If you watch Chelsea Lately, it becomes evident that this “Chelsea Handler is so raunchy and raw and shocking” reputation is a bit outsized compared to her actual comedy. There’s this presumption that’s been exacerbated over time that she’s an excessively edgy comedian, but her comedy is actually pretty palatable, even by broadcast network standards. Hiring her for one of those late-night slots would’ve been the perfect opportunity to send a message to viewers that the network is being edgy and progressive and controversial while actually producing a show that would still go down pretty easy for advertisers and more buttoned-up viewers.

That same notion applies to why Handler could succeed as an on-demand talk show host.

There’s this idea that she’s been shackled by network censors, unable to really let her unfiltered opinions flow freely, four-letter words and all. How tantalizing, then, for fans of hers, or people who are at least interested in her and her comedic perspective, to be able to watch her on a streaming service where propriety, language, and subject matter aren’t dictated by advertisers or restrained by censors. How tantalizing, too, for celebrities who are eager to unwind from a meticulously orchestrated and controlled press tour with an interview on a talk show where they can curse and tell raunchy stories and depart ever-slightly-from the PR scripts they’re so often given.

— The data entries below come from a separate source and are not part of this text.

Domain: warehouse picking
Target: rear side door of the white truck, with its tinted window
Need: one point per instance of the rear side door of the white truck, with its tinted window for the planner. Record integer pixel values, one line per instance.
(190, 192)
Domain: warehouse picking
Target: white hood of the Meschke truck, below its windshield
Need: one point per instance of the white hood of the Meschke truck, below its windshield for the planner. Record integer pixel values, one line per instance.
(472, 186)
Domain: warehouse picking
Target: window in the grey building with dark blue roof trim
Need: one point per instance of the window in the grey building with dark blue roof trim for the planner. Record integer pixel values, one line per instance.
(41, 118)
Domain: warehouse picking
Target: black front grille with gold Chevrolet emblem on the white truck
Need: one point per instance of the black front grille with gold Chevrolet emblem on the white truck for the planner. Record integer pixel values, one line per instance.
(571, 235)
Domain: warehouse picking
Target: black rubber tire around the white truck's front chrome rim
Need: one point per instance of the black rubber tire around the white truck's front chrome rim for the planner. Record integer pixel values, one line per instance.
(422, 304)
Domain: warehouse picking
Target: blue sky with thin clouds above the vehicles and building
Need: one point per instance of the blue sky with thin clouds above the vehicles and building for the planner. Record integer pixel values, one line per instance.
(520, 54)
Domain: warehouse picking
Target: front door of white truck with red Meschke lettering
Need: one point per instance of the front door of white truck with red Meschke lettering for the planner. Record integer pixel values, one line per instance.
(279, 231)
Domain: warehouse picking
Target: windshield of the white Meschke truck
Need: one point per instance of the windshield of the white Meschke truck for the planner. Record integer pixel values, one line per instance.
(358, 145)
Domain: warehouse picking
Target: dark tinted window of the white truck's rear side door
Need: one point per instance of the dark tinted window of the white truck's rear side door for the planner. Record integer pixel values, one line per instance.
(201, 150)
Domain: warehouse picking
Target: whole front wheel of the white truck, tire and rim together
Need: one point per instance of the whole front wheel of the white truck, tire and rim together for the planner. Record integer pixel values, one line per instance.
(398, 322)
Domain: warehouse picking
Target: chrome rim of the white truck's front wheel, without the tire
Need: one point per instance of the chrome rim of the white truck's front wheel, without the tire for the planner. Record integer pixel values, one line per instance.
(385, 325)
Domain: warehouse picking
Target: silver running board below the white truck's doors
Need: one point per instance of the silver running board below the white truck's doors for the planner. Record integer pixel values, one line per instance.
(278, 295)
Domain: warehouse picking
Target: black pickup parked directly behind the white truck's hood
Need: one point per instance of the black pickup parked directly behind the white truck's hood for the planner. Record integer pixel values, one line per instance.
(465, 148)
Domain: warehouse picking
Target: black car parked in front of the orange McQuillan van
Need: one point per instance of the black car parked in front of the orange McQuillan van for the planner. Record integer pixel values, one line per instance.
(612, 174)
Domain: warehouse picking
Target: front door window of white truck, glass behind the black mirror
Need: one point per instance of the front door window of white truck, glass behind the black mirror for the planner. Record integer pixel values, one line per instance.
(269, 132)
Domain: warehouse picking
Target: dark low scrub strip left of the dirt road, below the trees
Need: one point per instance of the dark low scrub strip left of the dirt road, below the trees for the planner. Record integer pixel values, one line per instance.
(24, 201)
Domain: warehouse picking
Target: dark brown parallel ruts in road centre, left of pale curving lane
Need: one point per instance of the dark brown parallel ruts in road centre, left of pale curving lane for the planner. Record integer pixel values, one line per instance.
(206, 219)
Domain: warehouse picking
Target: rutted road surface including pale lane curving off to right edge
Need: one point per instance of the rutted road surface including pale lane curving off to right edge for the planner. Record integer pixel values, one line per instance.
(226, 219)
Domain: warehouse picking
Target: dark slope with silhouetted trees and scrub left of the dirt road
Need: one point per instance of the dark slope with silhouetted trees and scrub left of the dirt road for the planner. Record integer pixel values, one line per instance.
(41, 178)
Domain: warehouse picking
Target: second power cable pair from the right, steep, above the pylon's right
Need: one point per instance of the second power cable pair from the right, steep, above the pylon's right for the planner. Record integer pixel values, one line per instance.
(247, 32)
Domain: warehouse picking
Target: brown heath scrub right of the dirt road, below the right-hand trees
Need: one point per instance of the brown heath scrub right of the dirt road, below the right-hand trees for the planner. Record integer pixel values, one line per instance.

There’s a simple reason the Jimmys, Fallon and Kimmel, continue to dominate the pop-culture conversation with their viral videos: they continue to make great content. If Handler gets to let loose this allegedly ribald humor that’s been stifled these past years on Chelsea Lately and can land big guests for the kinds of interviews that we never get to see on broadcast television, her show would become priority viewing. It’s on-demand programming we’d watch because—and it’s remarkable that executives still don’t get this—it’s the kind of programming we demand.

There are still loads of crucial questions surrounding Netflix’s partnership with Handler. How will the talk show be released? Will an entire season, or week’s worth of programming be released in one giant, binge-ready batch, as is the service’s M.O.? Or will it be more traditionally released, episodically at the same time every day?

There’s still something exciting and even revolutionary, though, in not knowing what we’re going to be getting.